We rode our bikes there one afternoon to check it out on the eve of its destruction, an easy ride in golden afternoon sunlight.  We arrived at an onramp blocked with phlegmatic K bars, half-walls of concrete dropped into place to turn throughways into no-ways.  God knows how many other construction zones and re-routes they had been through but to us, facing the broad empty rise of the long-closed Embarcadero freeway, bikes at the ready and the sun at our backs, it was the easiest and most obvious thing to just hop that blatantly ineffectual barrier and do a little exploring.  If they wanted to keep out people with bikes they wouldn’t have used a barrier that only works for cars, right? 

So we ventured onto the sunbaked upper deck of State Route 480 (of blessed memory), riding slowly up the line of dots demarking the left and right lanes.  The road rose and curved; as we followed the worn raingrooves running down its surface we were very cognizant of being in a place meant for cars and not for bikes, a place where speeding multi-ton boxes of fire and metal once held sway, but which at that time was owned by whomever happened to be on it at that moment.  It curved like a river, like a glacier, but with an audacity that violated laws of gravity and perspective, an eyeful of sky and then the financial district cradled in the crook of a sinuous concrete arm, Jackson Square sheltering in place amid hulking neighbors built after the ‘06 quake, views along razor-straight streets that climbed right up the sides of hills, the whole waterfront at our feet. 
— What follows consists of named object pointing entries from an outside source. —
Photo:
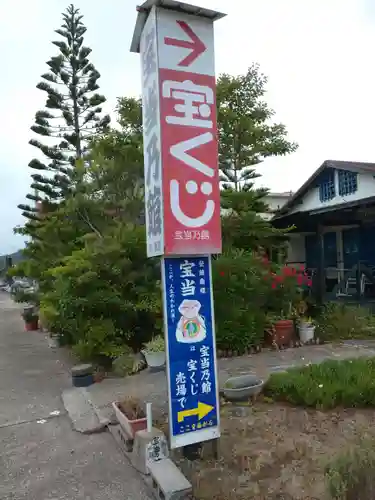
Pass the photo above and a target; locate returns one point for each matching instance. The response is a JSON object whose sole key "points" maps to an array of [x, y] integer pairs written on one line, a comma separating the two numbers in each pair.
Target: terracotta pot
{"points": [[130, 427], [283, 332], [31, 325]]}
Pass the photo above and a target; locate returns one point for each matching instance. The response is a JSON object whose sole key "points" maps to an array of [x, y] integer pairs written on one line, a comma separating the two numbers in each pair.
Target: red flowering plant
{"points": [[287, 285]]}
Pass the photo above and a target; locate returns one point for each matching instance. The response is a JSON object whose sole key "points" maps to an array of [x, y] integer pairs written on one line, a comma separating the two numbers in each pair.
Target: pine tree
{"points": [[246, 136], [72, 117]]}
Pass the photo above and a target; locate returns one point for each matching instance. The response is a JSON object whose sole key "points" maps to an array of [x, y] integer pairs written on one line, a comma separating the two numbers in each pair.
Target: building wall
{"points": [[296, 249], [311, 201]]}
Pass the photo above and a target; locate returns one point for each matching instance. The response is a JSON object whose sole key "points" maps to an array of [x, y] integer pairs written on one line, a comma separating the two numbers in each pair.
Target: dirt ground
{"points": [[271, 451]]}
We stopped frequently and just stared out at all the everything, knownig that soon this platform on which we were soaking the sights would go the way of Mandala Parkway and the Franklin Street extension - more rubble than remembrance.  In the meantime, after countless cars had sped through the concrete channel we now navigated, we had it all to ourselves.  City sounds diminished and shifted beneath us; city smells wafted ambiguously and city breezes scampered on pigeonfeet across our faces.  The vistas extended around us in every direction, to a nearby hilltop or to ones a little further away, but even out at Angel Island or across to the east bay’s distant ridge there was a modest fringe of mountain still there, cradling us on our fragile broken roadway through our precious delicate city.  Below us the freeway was cracked and weathered and looked eminently ready to give up the ghost.  There was only one direction of truly unlimited sightlines on that doomed track and it was directly overhead, where the blue sky stretched out to forever. 

That’s the sky that’s now beaming in between the fingerbones of what’s left of the old Rainbow Tunnel, a place of drive-through beauty on a gravely unlively site.  The plan is to rebuild the whole area with a three-block-long, five-story-tall, gleaming translucent mushroom of a transit landmark with a rooftop park.  Sounds fine to me.  in the meantime, it’s good to see the sunlight reaching the ground on Fremont between Mission and Howard.  It’s worth remembering how cleansing and illuminating a little of that stuff can be.

And now I discover as I do my petty wiki research for this essay, that the Embarcadero Freeway was in fact tied into the same elevated roadways I’m now seeing pulled down.  It’s the same damn project, still rocking my worldview.  God I can be such a sucker sometimes.